Desse modo, eu considero que os versículos 16 e 17 significam que, quando os cristãos comem o pão e bebem o vinho fisicamente, nós praticamos outra ação de comer e beber, que é a espiritual. Comemos e bebemos — isto é, trazemos para as nossas vidas — o que aconteceu na cruz. Pela fé — por confiar em tudo que Deus é para nós em Jesus —, nutrimo-nos com as bênçãos que Jesus obteve para nós quando ele sangrou e morreu na cruz.

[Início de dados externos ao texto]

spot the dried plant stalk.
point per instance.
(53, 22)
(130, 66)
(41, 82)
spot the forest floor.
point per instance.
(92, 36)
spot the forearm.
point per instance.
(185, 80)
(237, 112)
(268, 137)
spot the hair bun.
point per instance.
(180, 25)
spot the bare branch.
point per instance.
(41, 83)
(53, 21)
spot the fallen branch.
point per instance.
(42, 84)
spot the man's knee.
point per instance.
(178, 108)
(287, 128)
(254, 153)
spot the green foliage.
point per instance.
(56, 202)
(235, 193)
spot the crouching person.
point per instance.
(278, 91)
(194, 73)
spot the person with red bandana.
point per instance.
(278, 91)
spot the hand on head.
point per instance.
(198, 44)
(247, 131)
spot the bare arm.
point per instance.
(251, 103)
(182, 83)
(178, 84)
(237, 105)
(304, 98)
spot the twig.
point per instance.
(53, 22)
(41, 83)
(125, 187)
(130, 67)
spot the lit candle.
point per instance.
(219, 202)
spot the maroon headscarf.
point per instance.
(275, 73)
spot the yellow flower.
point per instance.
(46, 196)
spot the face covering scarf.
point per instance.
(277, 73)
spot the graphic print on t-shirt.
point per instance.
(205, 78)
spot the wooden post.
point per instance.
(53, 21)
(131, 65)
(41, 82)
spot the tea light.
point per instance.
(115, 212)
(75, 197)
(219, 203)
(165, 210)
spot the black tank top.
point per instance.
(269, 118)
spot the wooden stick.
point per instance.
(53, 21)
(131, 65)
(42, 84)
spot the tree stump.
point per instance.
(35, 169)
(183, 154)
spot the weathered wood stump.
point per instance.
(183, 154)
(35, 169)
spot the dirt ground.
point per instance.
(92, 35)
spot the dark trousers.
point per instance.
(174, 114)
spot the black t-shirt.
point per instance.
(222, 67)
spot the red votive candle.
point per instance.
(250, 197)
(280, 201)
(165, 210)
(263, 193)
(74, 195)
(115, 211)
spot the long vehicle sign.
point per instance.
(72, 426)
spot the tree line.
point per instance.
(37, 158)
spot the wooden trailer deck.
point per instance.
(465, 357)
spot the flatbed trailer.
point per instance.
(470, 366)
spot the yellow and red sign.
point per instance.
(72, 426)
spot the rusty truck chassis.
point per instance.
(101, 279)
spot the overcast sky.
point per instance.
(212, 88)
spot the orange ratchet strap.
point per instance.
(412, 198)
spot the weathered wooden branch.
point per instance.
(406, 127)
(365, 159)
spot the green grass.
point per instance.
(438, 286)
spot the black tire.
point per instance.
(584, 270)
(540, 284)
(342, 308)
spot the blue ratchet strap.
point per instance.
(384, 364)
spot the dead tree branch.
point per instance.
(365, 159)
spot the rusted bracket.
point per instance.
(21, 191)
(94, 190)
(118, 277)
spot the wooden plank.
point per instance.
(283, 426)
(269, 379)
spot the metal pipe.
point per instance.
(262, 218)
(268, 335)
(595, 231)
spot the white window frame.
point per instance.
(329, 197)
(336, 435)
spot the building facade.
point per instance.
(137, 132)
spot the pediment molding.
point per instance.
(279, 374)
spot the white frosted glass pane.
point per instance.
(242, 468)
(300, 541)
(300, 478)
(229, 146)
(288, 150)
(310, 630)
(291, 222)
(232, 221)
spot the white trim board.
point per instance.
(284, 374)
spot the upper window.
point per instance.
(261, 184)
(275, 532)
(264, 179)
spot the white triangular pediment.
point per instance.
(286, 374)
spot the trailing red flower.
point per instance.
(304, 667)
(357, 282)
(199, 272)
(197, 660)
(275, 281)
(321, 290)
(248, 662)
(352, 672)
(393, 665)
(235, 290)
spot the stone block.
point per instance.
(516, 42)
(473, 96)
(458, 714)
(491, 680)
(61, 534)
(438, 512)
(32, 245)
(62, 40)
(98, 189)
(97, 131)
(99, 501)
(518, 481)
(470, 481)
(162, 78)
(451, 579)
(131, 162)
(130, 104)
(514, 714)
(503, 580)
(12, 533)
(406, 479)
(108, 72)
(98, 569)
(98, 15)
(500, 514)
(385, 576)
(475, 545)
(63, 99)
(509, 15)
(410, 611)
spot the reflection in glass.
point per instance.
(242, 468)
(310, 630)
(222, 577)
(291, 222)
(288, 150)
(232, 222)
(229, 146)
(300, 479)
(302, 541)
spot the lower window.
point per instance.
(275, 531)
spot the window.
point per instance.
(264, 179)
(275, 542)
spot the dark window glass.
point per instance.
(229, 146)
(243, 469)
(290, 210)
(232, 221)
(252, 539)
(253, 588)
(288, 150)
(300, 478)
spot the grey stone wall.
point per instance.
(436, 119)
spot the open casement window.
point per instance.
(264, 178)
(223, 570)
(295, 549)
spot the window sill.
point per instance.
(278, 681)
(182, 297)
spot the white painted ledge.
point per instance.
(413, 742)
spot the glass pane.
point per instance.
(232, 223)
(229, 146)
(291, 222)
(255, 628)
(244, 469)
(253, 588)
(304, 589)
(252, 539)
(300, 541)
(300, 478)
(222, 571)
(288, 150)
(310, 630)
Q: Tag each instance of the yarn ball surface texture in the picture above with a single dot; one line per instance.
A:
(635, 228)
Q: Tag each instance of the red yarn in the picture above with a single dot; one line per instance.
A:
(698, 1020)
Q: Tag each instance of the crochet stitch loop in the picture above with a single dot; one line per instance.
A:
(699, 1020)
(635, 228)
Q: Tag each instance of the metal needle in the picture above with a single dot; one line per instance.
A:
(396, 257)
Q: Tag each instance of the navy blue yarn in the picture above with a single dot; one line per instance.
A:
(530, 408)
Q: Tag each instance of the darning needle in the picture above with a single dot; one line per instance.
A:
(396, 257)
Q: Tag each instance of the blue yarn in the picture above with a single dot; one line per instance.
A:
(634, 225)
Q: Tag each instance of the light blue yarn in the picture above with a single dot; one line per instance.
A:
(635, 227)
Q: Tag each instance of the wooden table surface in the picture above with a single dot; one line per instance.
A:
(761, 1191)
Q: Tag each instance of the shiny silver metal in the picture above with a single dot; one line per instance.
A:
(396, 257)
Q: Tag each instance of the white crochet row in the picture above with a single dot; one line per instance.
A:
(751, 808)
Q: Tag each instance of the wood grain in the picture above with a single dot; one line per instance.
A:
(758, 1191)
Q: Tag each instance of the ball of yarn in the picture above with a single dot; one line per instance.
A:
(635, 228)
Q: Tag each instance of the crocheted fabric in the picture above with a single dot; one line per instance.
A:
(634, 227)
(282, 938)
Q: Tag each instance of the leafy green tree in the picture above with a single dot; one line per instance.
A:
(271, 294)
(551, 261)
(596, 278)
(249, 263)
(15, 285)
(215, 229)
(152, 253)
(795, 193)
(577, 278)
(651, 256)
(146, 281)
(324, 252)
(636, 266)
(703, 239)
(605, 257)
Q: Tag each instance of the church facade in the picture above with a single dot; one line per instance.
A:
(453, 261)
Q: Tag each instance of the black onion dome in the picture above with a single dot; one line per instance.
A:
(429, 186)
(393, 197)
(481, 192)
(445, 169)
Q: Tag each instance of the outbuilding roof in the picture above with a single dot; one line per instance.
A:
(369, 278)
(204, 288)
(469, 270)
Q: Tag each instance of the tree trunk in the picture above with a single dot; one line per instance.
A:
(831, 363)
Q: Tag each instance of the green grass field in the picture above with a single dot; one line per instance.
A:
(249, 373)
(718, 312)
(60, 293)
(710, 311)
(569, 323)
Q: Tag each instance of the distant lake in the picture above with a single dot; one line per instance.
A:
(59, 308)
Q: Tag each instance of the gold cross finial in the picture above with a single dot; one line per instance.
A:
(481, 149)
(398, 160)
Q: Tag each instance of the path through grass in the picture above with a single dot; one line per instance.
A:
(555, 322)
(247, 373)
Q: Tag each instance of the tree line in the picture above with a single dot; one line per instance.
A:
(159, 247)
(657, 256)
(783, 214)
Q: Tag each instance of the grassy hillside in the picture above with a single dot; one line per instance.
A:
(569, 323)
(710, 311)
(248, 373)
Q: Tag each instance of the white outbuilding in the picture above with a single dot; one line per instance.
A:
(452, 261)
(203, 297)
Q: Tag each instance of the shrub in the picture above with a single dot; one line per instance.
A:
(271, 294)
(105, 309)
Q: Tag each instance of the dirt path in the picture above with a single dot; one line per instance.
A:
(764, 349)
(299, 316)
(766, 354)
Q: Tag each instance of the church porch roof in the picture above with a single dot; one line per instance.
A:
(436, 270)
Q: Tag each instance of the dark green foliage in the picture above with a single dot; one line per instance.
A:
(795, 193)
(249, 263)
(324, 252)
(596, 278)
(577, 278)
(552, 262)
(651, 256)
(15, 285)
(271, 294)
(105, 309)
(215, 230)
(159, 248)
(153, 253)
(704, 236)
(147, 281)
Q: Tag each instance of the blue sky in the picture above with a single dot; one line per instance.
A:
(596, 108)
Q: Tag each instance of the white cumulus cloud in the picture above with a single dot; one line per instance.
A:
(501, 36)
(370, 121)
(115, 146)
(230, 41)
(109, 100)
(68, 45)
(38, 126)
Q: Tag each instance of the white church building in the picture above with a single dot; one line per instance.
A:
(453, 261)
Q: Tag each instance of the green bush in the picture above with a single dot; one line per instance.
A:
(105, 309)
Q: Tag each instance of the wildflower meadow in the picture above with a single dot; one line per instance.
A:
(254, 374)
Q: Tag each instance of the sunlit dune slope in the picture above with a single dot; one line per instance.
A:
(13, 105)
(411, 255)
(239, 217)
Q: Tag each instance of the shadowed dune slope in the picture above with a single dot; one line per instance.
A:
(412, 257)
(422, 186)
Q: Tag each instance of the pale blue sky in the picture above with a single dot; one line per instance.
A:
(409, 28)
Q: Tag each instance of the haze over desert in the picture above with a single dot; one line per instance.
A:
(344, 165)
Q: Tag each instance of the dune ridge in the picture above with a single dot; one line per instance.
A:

É por essa razão que o conduzimos para vários focos da Mesa do Senhor de mês a mês (paz com Deus, alegria em Cristo, esperança para o futuro, libertação do medo, segurança na adversidade, orientação na perplexidade, cura de enfermidade, vitória contra a tentação, etc.). Pois, quando Jesus morreu, seu sangue derramado e corpo partido foram oferecidos em sua morte no lugar de nós todos, ele comprou todas as promessas de Deus. Paulo diz: “Porque quantas são as promessas de Deus, tantas têm nele o sim” (2 Coríntios 1,20). Todo dom de Deus e toda comunhão feliz com ele foram obtidos pelo sangue de Jesus. Quando Paulo afirma: “Porventura, o cálice da bênção que abençoamos não é a comunhão do sangue de Cristo? O pão que partimos não é a comunhão do corpo de Cristo?” (1 Coríntios 10,16), ele deseja dizer: Nós, à mesa do Senhor, não festejamos espiritualmente pela fé cada bênção espiritual comprada pelo corpo e sangue de Cristo? Nenhum incrédulo pode fazer isso. O diabo não pode. É um dom para a família. Quando celebramos a Ceia do Senhor, festejamos espiritualmente pela fé todas as promessas de Deus compradas pelo sangue de Jesus.
6. A seriedade sagrada da Ceia do Senhor
Concluo do modo como Paulo o faz em 1 Coríntios 11. Ele nos adverte que, se você comparece à Ceia do Senhor de uma maneira desdenhosa, insensível e imprudente, essa atitude não discerne a seriedade do que aconteceu na cruz e você, se é um cristão, perde sua vida, não pela ira, mas como um ato da disciplina paternal de Deus. Permita-me ler de modo simples e devagar 1 Coríntios 11,27-32 enquanto nos movemos com alegria e seriedade para a mesa do Senhor.
27 Por isso, aquele que comer o pão ou beber o cálice do Senhor, indignamente [isto é, não confiando e apreciando o precioso dom de Cristo], será réu do corpo e do sangue do Senhor. 28 Examine-se, pois, o homem a si mesmo, e [não para ver se você é bom o bastante, mas para ver se está disposto a abandonar a si mesmo e confiar em Jesus para o que precisar], assim, coma do pão, e beba do cálice; 29 pois quem come e bebe sem discernir o corpo [isto é, sem estar consciente de que este pão não deve ser comido como um sanduíche da forma como muitos faziam em Corinto], come e bebe juízo para si. 30 [E aqui está que ele pretende dizer:] Eis a razão por que há entre vós muitos fracos e doentes e não poucos que dormem [não enviados para o inferno; o próximo texto explica]. 31 Porque, se nos julgássemos a nós mesmos, não seríamos julgados. 32 Mas, quando julgados, somos disciplinados pelo Senhor, para não sermos condenados [isto é, ir para o inferno] com o mundo.
Não considere a Ceia do Senhor de forma leviana. Ela é um dos dons mais preciosos que Cristo concedeu à sua igreja. Vamos participar dela juntos.
1 No original, aparece a palavra bagel. Bagel é um tipo de pão em forma de anel.